The X-37B looks sort of like a miniaturized Space Shuttle, but believe us, this Boeing-manufactured spacecraft is far from it. The X-37B is much smaller, and perhaps more importantly, it doesn’t ferry humans into space. Instead, the United States Air Force claims that the X-37B space plane carries experimental payloads into space, but unfortunately, doesn’t go into much detail about what those might be. Here’s the official statement:
“The primary objectives of the X-37B are twofold: reusable spacecraft technologies for America’s future in space and operating experiments which can be returned to, and examined, on Earth.”
Indeed interesting, but it really doesn’t denote what the government is taking into space and testing, and given the X-37B’s ‘classified’ status, it doesn’t seem we’ll learn about that any time soon. The only known payloads that X-37B has taken into space thus far are an experimental Hall thruster and heat pipes, but that’s only part of the story…
More recently, the X-37B spent its fifth and longest stay in outer space, residing there for a grand total of 780 days.
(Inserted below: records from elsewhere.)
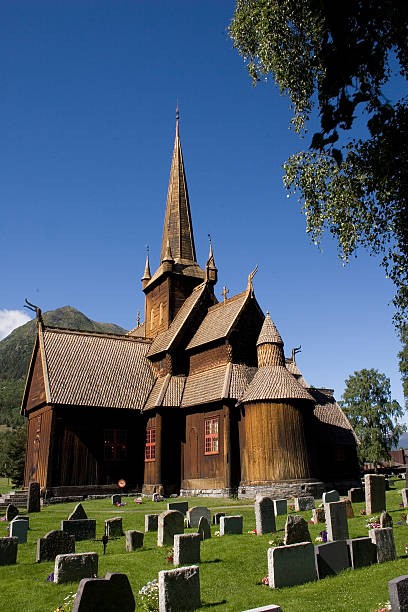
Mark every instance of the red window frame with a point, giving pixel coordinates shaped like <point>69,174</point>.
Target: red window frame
<point>150,446</point>
<point>211,436</point>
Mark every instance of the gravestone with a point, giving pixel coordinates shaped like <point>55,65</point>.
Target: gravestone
<point>151,522</point>
<point>231,525</point>
<point>72,568</point>
<point>264,515</point>
<point>113,527</point>
<point>398,590</point>
<point>296,530</point>
<point>385,520</point>
<point>204,529</point>
<point>304,503</point>
<point>330,496</point>
<point>375,493</point>
<point>331,558</point>
<point>291,565</point>
<point>179,589</point>
<point>170,522</point>
<point>83,529</point>
<point>54,543</point>
<point>336,521</point>
<point>33,497</point>
<point>180,506</point>
<point>186,548</point>
<point>18,529</point>
<point>217,516</point>
<point>356,495</point>
<point>280,506</point>
<point>8,551</point>
<point>109,594</point>
<point>78,513</point>
<point>362,552</point>
<point>11,512</point>
<point>384,538</point>
<point>195,513</point>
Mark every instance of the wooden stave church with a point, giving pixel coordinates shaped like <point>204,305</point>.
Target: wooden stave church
<point>199,399</point>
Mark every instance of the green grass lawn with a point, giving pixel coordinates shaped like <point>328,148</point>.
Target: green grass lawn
<point>231,567</point>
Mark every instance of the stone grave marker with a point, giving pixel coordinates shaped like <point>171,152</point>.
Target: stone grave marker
<point>375,493</point>
<point>110,594</point>
<point>134,539</point>
<point>195,513</point>
<point>264,515</point>
<point>331,558</point>
<point>296,530</point>
<point>8,551</point>
<point>151,522</point>
<point>362,551</point>
<point>186,548</point>
<point>231,524</point>
<point>179,589</point>
<point>336,521</point>
<point>398,590</point>
<point>384,538</point>
<point>33,497</point>
<point>291,565</point>
<point>170,522</point>
<point>54,543</point>
<point>72,568</point>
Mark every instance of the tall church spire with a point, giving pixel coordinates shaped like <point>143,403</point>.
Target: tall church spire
<point>178,229</point>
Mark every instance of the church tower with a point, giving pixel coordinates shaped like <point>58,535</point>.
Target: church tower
<point>178,272</point>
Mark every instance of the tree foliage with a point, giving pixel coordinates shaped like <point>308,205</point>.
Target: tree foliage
<point>340,56</point>
<point>373,414</point>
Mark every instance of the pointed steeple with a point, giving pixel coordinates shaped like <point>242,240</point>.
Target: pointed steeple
<point>178,229</point>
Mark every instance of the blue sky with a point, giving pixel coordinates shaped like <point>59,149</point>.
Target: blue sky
<point>87,119</point>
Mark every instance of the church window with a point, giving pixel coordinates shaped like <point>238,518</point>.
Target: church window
<point>211,427</point>
<point>115,444</point>
<point>150,448</point>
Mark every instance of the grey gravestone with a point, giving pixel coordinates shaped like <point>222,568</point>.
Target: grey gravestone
<point>336,521</point>
<point>362,552</point>
<point>280,506</point>
<point>291,565</point>
<point>331,558</point>
<point>296,530</point>
<point>264,515</point>
<point>384,538</point>
<point>83,529</point>
<point>195,513</point>
<point>151,522</point>
<point>180,506</point>
<point>330,496</point>
<point>109,594</point>
<point>54,543</point>
<point>186,548</point>
<point>33,497</point>
<point>231,524</point>
<point>204,530</point>
<point>217,516</point>
<point>304,503</point>
<point>134,539</point>
<point>78,513</point>
<point>170,522</point>
<point>375,493</point>
<point>11,512</point>
<point>179,589</point>
<point>355,495</point>
<point>72,568</point>
<point>113,527</point>
<point>8,551</point>
<point>398,590</point>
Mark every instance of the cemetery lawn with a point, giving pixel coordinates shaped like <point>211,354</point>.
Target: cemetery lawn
<point>231,568</point>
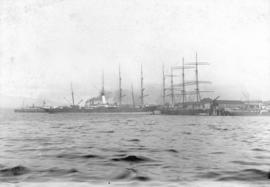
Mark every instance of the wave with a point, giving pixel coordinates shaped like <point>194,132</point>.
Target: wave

It remains to be seen what the space plane was doing in space for so long on this trip, but it finally returned to Earth weeks ago.
Naturally, this secretive spacecraft has energized conspiracy theories among the anxious, such as a spy device or a foreign satellite sabotage device, but it’s more likely that the X-37B is exactly what the United States Air Force says it is: a platform for quickly testing new technologies in the true vacuum of space without having to rely on other entities to do so.